Europe’s political leaders will be tempted to pay little heed. Economies are improving. After a grinding recession and years of battling the euro crisis, growth is returning and bond yields are sharply down. The danger that financial markets might blow up the euro (and the EU) has disappeared, at least for now. A new Pew Research poll this week even suggests that trust in the EU may be reviving a little. If the politicians can just hang on, won’t a slow but steady recovery win back all those disgruntled citizens?

No. The last crisis may be over, but it has exacerbated a deep contradiction at the heart of Europe—between euro-zone economies’ need for integration and the voters’ rejection of it

If populism continues to rise, a euro-zone member could elect a government set on tearing up the rules and quitting the single currency. That would reignite the euro crisis—and political upsets can be harder to put right than economic ones.


Repair and reform
 
European leaders’ wishful thinking starts with the economy. Growth may be back, but it is anaemic. Unemployment remains horrific: as many as 26m people in Europe are now out of work. Almost everywhere debt is dangerously high. With banks fragile, credit is hard to come by, and parts of Europe are on the verge of deflation. The euro zone may be heading into a lost decade similar to Japan’s in the 1990s. Japan is a socially cohesive nation-state; the diverse EU is far less likely to survive such an experience.

The EU could help bolster growth. The European Central Bank could ease monetary policy, including by unconventional means. The European Commission could make a renewed push at completing the single market in services, digital technology and energy, for instance, or could press ahead with a free-trade deal with America.

Yet a blast of reformist zeal from Brussels would hardly mollify Europe’s disgruntled voters. For one thing, reforms tend to produce short-term pain before long-term gainone reason why many European governments have found them so hard.

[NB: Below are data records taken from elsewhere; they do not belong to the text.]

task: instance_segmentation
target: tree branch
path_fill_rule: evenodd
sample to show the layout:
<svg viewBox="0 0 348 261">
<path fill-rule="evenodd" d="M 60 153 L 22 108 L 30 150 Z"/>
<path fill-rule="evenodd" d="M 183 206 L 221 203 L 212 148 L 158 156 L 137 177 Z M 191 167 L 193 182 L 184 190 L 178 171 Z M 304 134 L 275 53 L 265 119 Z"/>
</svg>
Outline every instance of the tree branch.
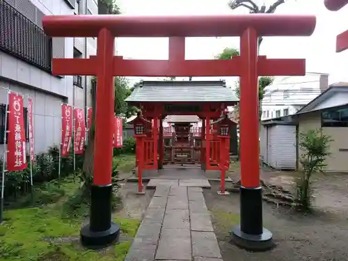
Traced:
<svg viewBox="0 0 348 261">
<path fill-rule="evenodd" d="M 249 3 L 251 5 L 248 6 L 247 3 Z M 240 6 L 244 6 L 251 10 L 251 13 L 258 13 L 258 6 L 253 2 L 251 0 L 235 0 L 235 1 L 230 1 L 228 3 L 228 6 L 232 10 L 235 10 L 238 8 Z"/>
<path fill-rule="evenodd" d="M 269 6 L 269 8 L 266 11 L 267 14 L 273 14 L 276 9 L 282 3 L 285 3 L 285 0 L 277 0 L 276 3 Z"/>
</svg>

For another, voters do not like being pushed around by Eurocrats.

The battle to save the euro has led to the centralisation of powers over banking, taxing and spending; and, while most euro-zone voters want to keep the euro, they have made it quite clear that they oppose the accretion of ever more intrusive powers to the ECB, the European Commission and the European Parliament. The EU’s abandoned constitution and its successor, the Lisbon treaty, were together rejected in three out of six referendums; ten governments broke promises rather than hold votes on the final version. In France, a founding member, the EU today attracts even more resentment than it does in famously Eurosceptic Britain. The populists’ appeal in the European elections is based largely on rising hostility to interference by Brussels.

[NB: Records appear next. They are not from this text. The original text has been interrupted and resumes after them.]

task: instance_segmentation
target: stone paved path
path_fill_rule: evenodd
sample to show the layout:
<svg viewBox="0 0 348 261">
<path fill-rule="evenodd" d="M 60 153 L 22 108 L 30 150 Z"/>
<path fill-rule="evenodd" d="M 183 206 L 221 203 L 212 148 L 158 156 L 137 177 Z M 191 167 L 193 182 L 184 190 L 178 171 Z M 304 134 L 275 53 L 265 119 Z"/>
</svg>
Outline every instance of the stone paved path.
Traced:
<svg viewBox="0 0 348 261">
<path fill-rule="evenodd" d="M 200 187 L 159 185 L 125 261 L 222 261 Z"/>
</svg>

This is an issue of democracy, not of economics. Voters are not impressed when they toss out an incumbent government only to be told by the EU that its replacement must stick to the same fiscal rules and economic policies. Since the transfer of powers to the centre has come about as a result of economic failure, and not of broader political debate or of resounding success, the chances of its being meekly accepted are slim.


Hand powers back

Voters’ resentment suggests that giving the European Parliament more power has not been a reliable route to democratic legitimacy. The parliament has failed in its 35-year strategy of persuading voters to take it seriously by winning an ever growing role (see article). Europe’s heads of government should stand against its latest power grab, which is to arrogate to itself the right to choose the next European Commission president by getting the main political groups to nominate candidates and refusing to accept any alternative.

If the EU is to gain democratic legitimacy, it will do so not through the European Parliament but through national parliaments. That means giving powers back to them wherever possible, including greater fiscal flexibility and more national control over social policy and employment rules. It also means that national leaders must take responsibility for economic reform, rather than hiding behind the convenient fiction that painful choices are being forced on them by bad people in Brussels or Berlin. Recent experience shows that those who do so can benefit: countries which have made deeper changes at home, such as Spain and Portugal, are now bouncing back more strongly than reform laggards like France and Italy.

At one time Europe seemed to be moving inexorably towardsever closer union”—and many federalists hoped the euro crisis, like previous crises, would mean another leap forwards. Yet in the wasteland left after the crisis, voters are shaking their pitchforks at the notion of a United States of Europe. Rather than seek to expand the role of the EU’s institutions, it would be better to reinforce the nation-states where legitimacy lies. Europe’s broad strategic direction should be set by heads of government, not by the European Commission, even though that body proposes the detailed laws.

The European Parliament should be downgraded, with more democratic control given to national parliaments. If the EU is to survive, it must hand powers back to the people.